The most common drawback of care management programs is that they often don’t serve the right patients. The traditional approach is generally limited to detecting the “sickest” patients—at the expense of other important factors such as whether the patient’s condition is likely to respond well to care management or whether the patient’s history suggests he is likely to change his behavior in accordance with care management.
The problem with this traditional approach is that it overleverages utilization data without accounting for the fact that all high-utilizers are not “actionable” patients—those who have a high likelihood of benefitting from a care management program. For example, a patient with end-stage renal disease on dialysis may be very ill with a high level of utilization but would realize little positive impact from interventions through a care management program. This approach to care management patient enrollment results in a wide range of patient types, which may lead to a misallocation of scarce care management resources.
Unlike the traditional approach to determining whether a patient is a strong candidate for care management, predictive analytics leverages a much wider array of clinical and demographic data, such as condition typologies and social determinants of health. With the help of integrated data sets that expand beyond typical data resources, predictive analytics can help health systems easily sort through multitudes of patient records to separate actionable patients from those unlikely to respond to care management.
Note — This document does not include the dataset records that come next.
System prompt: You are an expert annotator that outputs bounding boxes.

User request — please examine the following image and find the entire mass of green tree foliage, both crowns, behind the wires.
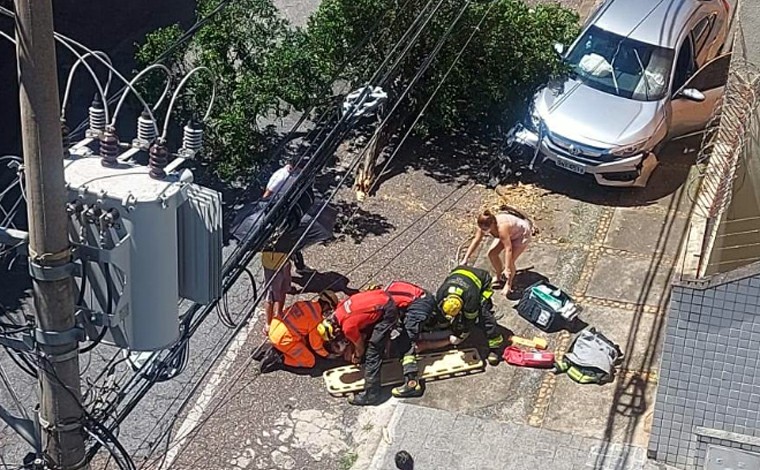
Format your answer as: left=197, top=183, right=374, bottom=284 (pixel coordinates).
left=136, top=0, right=578, bottom=179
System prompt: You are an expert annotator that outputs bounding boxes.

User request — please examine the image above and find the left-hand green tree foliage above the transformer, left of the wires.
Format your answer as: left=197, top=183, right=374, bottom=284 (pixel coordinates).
left=136, top=0, right=299, bottom=179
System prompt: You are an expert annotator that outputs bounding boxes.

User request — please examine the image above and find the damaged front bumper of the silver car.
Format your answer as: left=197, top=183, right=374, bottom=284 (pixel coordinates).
left=508, top=124, right=658, bottom=187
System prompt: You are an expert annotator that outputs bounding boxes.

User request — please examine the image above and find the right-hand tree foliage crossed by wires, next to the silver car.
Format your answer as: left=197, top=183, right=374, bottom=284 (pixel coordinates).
left=296, top=0, right=578, bottom=131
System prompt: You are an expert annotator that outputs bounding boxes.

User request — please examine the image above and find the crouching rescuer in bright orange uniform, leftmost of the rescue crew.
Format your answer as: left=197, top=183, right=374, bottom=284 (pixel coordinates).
left=269, top=291, right=338, bottom=368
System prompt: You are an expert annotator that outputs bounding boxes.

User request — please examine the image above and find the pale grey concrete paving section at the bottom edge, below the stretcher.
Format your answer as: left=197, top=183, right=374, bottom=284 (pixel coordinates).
left=368, top=403, right=660, bottom=470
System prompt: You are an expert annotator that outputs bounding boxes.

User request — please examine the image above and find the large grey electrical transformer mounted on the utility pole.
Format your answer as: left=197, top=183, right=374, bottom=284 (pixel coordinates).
left=64, top=146, right=223, bottom=351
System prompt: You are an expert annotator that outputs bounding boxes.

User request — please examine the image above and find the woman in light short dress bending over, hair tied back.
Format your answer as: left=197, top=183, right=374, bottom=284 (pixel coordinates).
left=461, top=205, right=535, bottom=295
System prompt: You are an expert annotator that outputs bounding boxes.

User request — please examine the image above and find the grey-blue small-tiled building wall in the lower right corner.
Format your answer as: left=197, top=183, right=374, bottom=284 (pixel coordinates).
left=649, top=263, right=760, bottom=469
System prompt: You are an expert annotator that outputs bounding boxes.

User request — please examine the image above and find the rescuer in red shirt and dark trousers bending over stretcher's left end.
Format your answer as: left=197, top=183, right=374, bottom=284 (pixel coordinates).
left=317, top=289, right=399, bottom=405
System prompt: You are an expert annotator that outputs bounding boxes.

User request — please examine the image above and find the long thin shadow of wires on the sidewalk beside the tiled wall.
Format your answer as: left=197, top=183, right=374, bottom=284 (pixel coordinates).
left=594, top=167, right=693, bottom=468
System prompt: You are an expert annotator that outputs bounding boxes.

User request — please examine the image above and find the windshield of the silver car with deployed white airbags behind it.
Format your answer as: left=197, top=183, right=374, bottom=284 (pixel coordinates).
left=566, top=26, right=675, bottom=101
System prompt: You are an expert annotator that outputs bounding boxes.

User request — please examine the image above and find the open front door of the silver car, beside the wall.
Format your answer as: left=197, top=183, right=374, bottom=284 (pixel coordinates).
left=669, top=53, right=731, bottom=138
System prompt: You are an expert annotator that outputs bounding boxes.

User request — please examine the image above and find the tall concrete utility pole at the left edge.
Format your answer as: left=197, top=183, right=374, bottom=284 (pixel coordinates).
left=14, top=0, right=85, bottom=470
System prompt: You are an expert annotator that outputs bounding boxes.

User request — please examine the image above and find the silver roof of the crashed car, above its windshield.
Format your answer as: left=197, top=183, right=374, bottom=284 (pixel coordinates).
left=593, top=0, right=704, bottom=49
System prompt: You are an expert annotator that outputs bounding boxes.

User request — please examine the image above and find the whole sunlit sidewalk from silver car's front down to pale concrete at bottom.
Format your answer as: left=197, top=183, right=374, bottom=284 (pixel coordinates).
left=353, top=143, right=691, bottom=470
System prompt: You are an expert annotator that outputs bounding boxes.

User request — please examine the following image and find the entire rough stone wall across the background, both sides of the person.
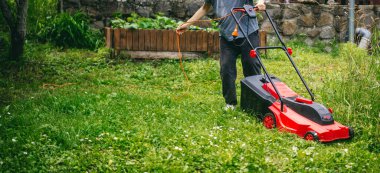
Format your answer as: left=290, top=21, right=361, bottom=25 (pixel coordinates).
left=64, top=0, right=380, bottom=44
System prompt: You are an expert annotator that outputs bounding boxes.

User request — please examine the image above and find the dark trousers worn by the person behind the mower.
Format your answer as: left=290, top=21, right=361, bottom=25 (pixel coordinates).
left=220, top=31, right=261, bottom=105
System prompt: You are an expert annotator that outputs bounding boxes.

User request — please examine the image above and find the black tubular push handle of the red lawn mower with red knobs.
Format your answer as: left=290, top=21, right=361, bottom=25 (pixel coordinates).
left=231, top=7, right=314, bottom=111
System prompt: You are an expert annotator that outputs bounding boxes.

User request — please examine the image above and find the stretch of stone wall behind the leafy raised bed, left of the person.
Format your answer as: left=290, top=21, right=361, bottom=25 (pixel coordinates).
left=63, top=0, right=204, bottom=19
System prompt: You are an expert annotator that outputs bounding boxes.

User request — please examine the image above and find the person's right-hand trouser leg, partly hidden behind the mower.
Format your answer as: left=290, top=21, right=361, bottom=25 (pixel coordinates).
left=241, top=31, right=261, bottom=77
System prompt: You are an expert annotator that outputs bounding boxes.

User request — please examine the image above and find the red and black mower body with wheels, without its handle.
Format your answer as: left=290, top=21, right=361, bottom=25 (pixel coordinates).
left=241, top=75, right=353, bottom=142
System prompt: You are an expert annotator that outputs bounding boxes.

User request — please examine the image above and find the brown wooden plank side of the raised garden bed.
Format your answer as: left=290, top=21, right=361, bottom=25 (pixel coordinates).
left=105, top=28, right=267, bottom=58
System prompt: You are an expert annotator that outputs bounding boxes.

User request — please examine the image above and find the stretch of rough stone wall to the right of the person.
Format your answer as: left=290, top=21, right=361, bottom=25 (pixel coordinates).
left=261, top=3, right=380, bottom=44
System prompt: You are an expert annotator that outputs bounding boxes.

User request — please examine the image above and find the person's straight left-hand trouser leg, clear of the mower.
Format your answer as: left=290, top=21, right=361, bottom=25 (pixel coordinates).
left=220, top=37, right=239, bottom=105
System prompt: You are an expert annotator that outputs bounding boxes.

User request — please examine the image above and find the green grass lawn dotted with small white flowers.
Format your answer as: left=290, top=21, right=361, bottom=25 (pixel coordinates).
left=0, top=44, right=380, bottom=172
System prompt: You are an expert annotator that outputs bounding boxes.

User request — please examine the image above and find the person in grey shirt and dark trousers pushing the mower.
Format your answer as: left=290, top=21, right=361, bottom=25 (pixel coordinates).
left=177, top=0, right=266, bottom=110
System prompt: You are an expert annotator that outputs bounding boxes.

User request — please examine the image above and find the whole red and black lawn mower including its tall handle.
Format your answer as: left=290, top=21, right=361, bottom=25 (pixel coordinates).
left=231, top=5, right=354, bottom=142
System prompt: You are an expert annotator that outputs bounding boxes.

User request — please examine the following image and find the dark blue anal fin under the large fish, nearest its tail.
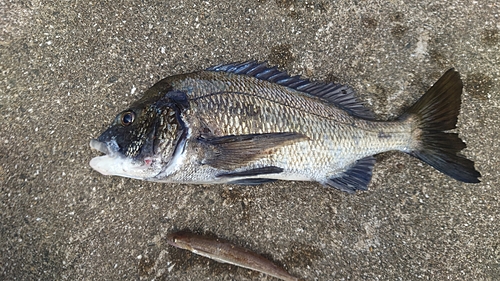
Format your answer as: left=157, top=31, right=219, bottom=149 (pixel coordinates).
left=325, top=156, right=375, bottom=193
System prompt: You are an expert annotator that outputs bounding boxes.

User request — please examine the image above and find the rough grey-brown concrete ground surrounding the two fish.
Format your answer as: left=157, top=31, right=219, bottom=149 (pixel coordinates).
left=0, top=0, right=500, bottom=280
Creating New Models for Care Management
One of the most important components of using analytics to improve care management involves “training” the predictive model using a large and diverse data set that includes outcomes that align with an HCO’s specific goals. For example, if the objective is to reduce avoidable readmissions and emergency department visits, the data should include a wide range of patients with all available outcomes to help the model identify patterns and trends that predict potential future utilization.
Next, a machine learning algorithm iterates quickly through increasingly precise models, which can take into account a diverse range of data, including morbidity risk, frailty concepts, environmental factors (such as local housing vacancy and high school graduation rates), clinical observations (such as blood pressure and body mass index), and health care utilization statistics. The objective is to identify a model that best describes the relationship between these diverse inputs and the outcome variables. Developing these types of predictive models can require a significant investment of time and resources, which is why analytics tools that align with HCO requirements are a useful resource in a care management strategy.
Due to their ability to accurately project utilization, cost, and outcomes, predictive analytics solutions can identify the most “impactable” patients—that is, those for whom care management would be most productive and effective. Care management teams can then use this information to design programs that optimally allocate their organizations’ resources.
A Complement to Clinician’s Judgment
Predictive analytics delivers a robust and efficient means of identifying patients to target for care management, but what it doesn’t provide is a replacement for the medical judgment, not to mention intuition, of an experienced clinician. Nonetheless, by helping to spot patients who may become high-cost utilizers before clinicians are able to, predictive analytics solutions represent a complement to a clinician’s judgment that can help HCOs improve population health.
— Michael Simon, PhD, is a data scientist at Arcadia.